Bridget Riley … ripe for a retrospective. Photograph: Eamonn McCabe for the Guardian

Damien Hirst, Lucian Freud, David Hockney … they may be very different artists but they have something in common, apart from the fact that all have blockbuster exhibitions this spring. A certain universality and ambition, an ability to voice the experience of Everyman … Wait a moment. Yes, it is Everyman. After all the revolutions in art over the last couple of centuries, the gender bias is apparently as deep as ever.

This year – quite apart from the Cultural Olympiad that will foreground artists like, er, Mr Anish Kapoor and Mr Martin Creed – a crop of big exhibitions are focusing not so much on the diversity and energy of British art as on the greats, the big boys … and boys they are. Women play a big part in modern British art. But when it comes to awarding the gold, silver and bronze medals the idea of excellence in art remains as macho as it was in the days of Michelangelo, Rodin, Rothko. Why is that?

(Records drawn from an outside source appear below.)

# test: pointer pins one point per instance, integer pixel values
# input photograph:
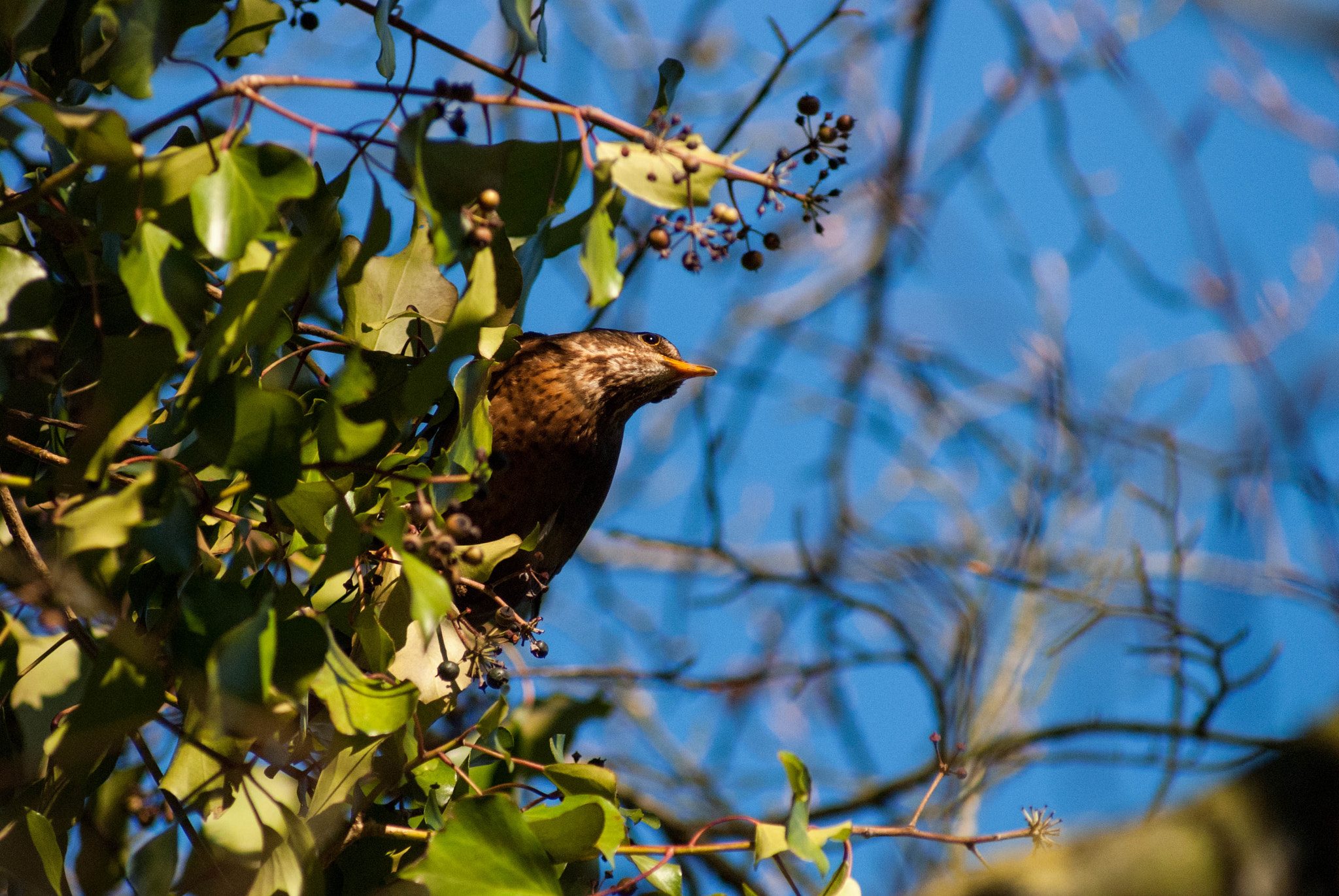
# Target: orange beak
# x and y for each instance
(687, 371)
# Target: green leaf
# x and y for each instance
(337, 789)
(256, 430)
(671, 73)
(577, 828)
(667, 878)
(240, 200)
(600, 247)
(535, 181)
(386, 61)
(379, 288)
(631, 172)
(93, 137)
(48, 850)
(249, 24)
(106, 520)
(797, 823)
(121, 695)
(769, 840)
(25, 301)
(517, 16)
(576, 778)
(154, 865)
(362, 705)
(485, 850)
(141, 271)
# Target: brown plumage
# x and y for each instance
(559, 408)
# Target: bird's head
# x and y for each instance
(615, 373)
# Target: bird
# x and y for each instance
(559, 408)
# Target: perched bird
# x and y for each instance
(557, 408)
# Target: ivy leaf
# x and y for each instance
(94, 139)
(141, 271)
(240, 200)
(375, 290)
(517, 16)
(386, 61)
(249, 24)
(154, 865)
(599, 244)
(256, 430)
(577, 828)
(671, 73)
(650, 176)
(24, 292)
(485, 850)
(360, 705)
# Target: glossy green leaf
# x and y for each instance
(360, 705)
(93, 137)
(577, 828)
(671, 73)
(338, 796)
(576, 778)
(600, 247)
(667, 878)
(25, 301)
(122, 694)
(485, 850)
(386, 59)
(249, 25)
(240, 200)
(255, 430)
(141, 269)
(650, 176)
(154, 865)
(375, 291)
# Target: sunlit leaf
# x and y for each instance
(485, 850)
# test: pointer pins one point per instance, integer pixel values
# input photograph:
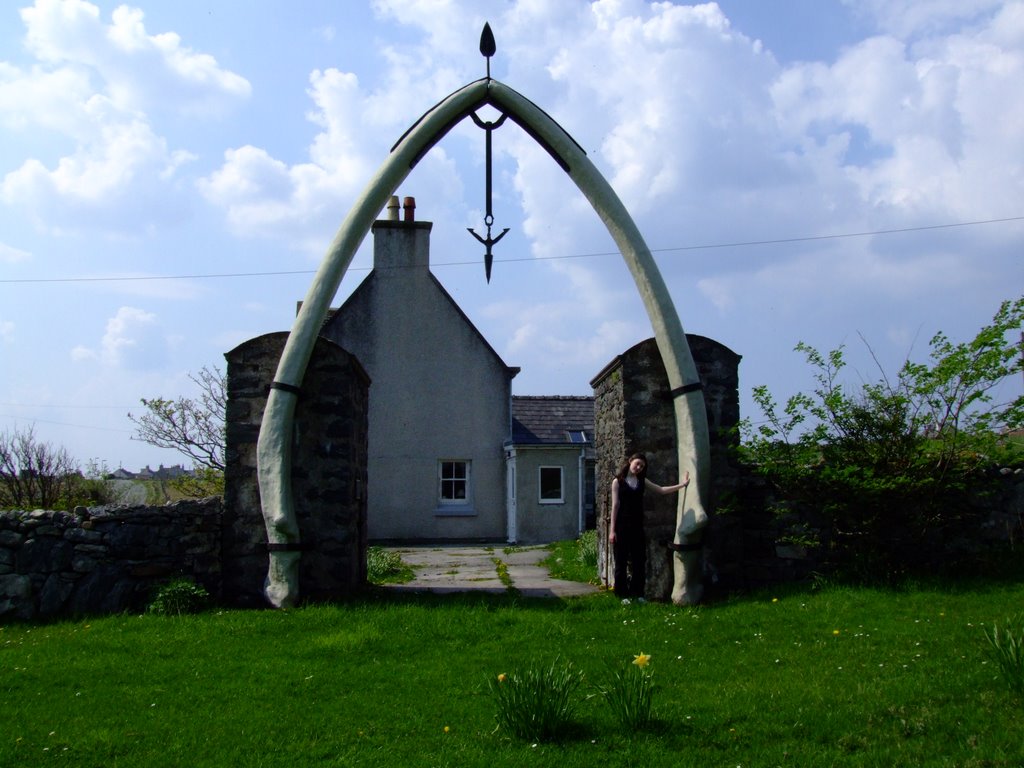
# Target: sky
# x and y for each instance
(834, 172)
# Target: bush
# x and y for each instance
(537, 705)
(895, 469)
(1007, 647)
(384, 566)
(179, 597)
(631, 693)
(588, 548)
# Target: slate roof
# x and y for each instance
(548, 420)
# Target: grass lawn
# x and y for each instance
(827, 677)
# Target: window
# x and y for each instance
(454, 482)
(551, 485)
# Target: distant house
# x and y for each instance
(439, 398)
(550, 458)
(161, 473)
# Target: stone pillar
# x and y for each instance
(633, 412)
(329, 471)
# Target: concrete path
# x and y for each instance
(448, 568)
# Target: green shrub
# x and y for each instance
(895, 468)
(179, 597)
(385, 566)
(630, 694)
(537, 705)
(1007, 647)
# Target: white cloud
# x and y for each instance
(11, 255)
(133, 340)
(97, 85)
(138, 71)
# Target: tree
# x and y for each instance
(895, 466)
(35, 474)
(195, 427)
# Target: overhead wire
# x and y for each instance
(701, 247)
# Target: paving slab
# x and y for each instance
(450, 568)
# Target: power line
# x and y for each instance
(704, 247)
(66, 424)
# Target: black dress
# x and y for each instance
(631, 545)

Oddly enough, the only blockbuster British art star of this season who is not a man is Gillian Wearing, showing at the Whitechapel Gallery, whose director Iwona Blazwick is also a woman. Is there a male conspiracy elsewhere? I think it is more that ideas of greatness in art are so steeped in centuries of sexism that their effect is as hard to pin down as it is vicious. Women are judged differently.